Two Recruiting Stories, One True
Locked in a difficult war, the U.S. Army is exceeding its re-enlistment and first-time enlistment goals.Apparently Neal forget to check his biases at the door and neglected to fact-check his assumptions.
His piece is a stark contrast to Ralph Peters' NYPost piece. Peters gets his hands on numbers, checks them out, reports them and analyzes what they mean.
Neal looks for proof to underscore the point he wants to make. That point is that rich conservatives won't send their sons and daughters to fight a war they support. To prove his point, he presents this:
[A] Marine recruiter, Staff Sgt.

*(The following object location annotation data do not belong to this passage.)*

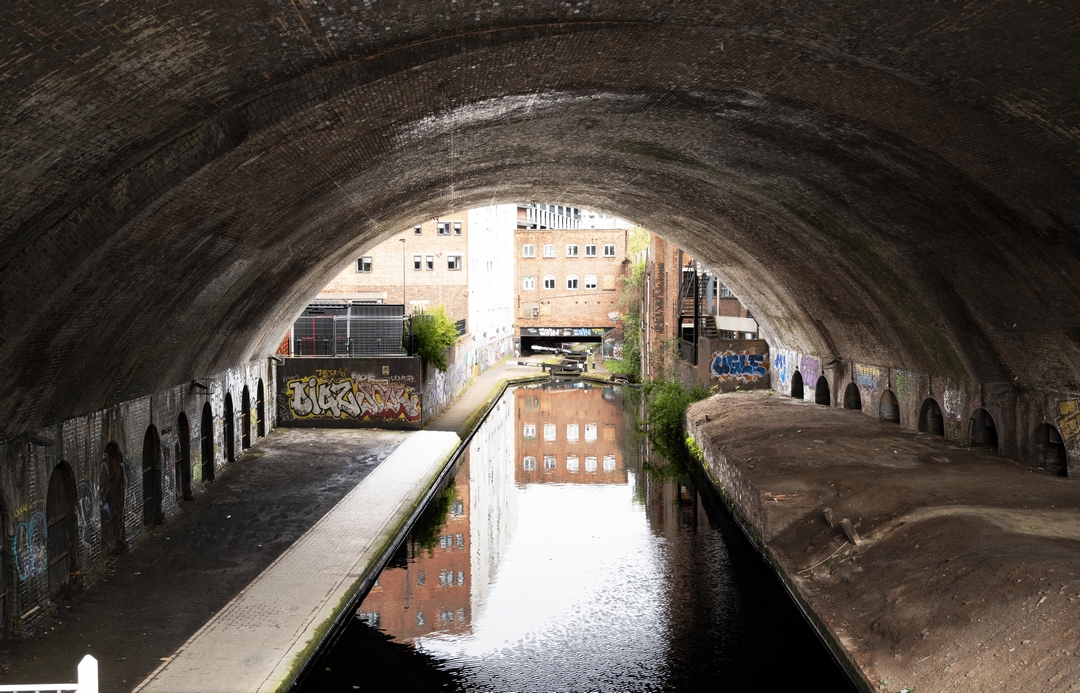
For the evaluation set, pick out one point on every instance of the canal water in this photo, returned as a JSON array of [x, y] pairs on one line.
[[564, 556]]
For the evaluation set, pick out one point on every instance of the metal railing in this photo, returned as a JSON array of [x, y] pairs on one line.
[[88, 681]]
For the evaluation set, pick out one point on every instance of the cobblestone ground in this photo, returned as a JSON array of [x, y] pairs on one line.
[[158, 594]]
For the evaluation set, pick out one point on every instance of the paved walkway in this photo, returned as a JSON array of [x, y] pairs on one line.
[[261, 638], [474, 398]]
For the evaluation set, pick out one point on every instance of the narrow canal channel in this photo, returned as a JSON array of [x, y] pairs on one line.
[[564, 557]]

Jason Rivera, who went to an affluent suburb outside of Pittsburgh to follow up with a young man who had expressed interest in enlisting. He pulled up to a house with American flags displayed in the yard. The mother came to the door in an American flag T-shirt and openly declared her support for the troops.

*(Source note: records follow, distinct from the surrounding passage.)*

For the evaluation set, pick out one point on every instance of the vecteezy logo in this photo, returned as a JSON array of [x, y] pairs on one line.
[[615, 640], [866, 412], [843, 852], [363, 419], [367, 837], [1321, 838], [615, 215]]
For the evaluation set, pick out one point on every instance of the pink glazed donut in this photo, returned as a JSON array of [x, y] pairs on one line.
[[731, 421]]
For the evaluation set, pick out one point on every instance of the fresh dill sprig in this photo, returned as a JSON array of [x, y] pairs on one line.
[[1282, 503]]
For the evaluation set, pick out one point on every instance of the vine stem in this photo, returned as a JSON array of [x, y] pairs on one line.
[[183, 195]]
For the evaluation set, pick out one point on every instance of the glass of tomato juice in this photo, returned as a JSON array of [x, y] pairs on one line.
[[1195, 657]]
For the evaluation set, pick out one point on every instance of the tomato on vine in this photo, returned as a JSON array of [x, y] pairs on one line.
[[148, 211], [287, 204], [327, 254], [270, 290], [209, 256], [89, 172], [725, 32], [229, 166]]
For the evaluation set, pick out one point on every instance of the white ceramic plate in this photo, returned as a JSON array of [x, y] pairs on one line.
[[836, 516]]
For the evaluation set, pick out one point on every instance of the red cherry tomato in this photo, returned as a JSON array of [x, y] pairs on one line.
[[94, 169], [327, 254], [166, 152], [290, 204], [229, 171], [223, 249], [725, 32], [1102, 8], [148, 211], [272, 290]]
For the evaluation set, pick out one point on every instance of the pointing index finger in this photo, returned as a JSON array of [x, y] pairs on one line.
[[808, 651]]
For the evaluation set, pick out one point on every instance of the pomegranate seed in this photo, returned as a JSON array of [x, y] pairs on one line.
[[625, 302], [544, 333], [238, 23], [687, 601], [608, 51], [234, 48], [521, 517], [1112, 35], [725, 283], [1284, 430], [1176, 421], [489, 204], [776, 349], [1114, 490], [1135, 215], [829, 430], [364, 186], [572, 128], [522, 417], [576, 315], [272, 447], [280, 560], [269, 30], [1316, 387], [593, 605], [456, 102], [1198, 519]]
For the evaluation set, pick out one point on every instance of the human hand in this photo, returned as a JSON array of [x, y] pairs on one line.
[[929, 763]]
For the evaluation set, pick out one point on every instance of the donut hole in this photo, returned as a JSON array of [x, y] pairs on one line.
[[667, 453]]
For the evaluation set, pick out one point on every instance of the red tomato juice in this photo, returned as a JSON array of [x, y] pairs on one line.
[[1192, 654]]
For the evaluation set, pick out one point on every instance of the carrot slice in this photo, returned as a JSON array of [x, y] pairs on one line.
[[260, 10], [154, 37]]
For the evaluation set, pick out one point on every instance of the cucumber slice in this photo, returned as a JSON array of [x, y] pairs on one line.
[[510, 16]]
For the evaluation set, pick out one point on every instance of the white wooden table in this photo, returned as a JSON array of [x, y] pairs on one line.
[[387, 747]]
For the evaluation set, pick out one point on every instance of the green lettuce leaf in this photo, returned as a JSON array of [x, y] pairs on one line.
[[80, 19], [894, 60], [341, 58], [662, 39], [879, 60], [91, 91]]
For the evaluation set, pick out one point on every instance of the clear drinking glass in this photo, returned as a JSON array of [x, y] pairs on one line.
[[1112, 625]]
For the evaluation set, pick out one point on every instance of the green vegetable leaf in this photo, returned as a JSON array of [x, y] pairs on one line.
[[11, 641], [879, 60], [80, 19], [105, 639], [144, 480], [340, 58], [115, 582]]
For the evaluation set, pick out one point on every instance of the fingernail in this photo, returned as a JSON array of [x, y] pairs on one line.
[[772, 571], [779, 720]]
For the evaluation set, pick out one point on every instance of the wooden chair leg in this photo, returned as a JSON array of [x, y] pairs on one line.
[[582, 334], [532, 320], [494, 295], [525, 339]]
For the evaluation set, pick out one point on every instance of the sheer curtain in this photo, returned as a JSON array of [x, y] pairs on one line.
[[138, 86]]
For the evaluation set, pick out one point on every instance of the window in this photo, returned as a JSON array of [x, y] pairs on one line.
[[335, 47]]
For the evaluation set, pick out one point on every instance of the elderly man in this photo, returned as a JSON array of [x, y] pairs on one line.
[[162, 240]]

But she made it clear that her support only went so far.
"Military service isn't for our son," she told Rivera. "It isn't for our kind of people."
Wow. That proves it! And to Neal's mind, it gets him neatly past the troubling fact that the military doesn't keep records on the family finances of its recruits.
The studies he cites are mostly too old to matter any more. They all suffer from the fact that there are no records upon which to be based, and they make the same mistake he makes: They set out to "prove" preconceived assumptions ... and they only look at recruits and overlook the military academies, which are chock full of kids from families with decent incomes.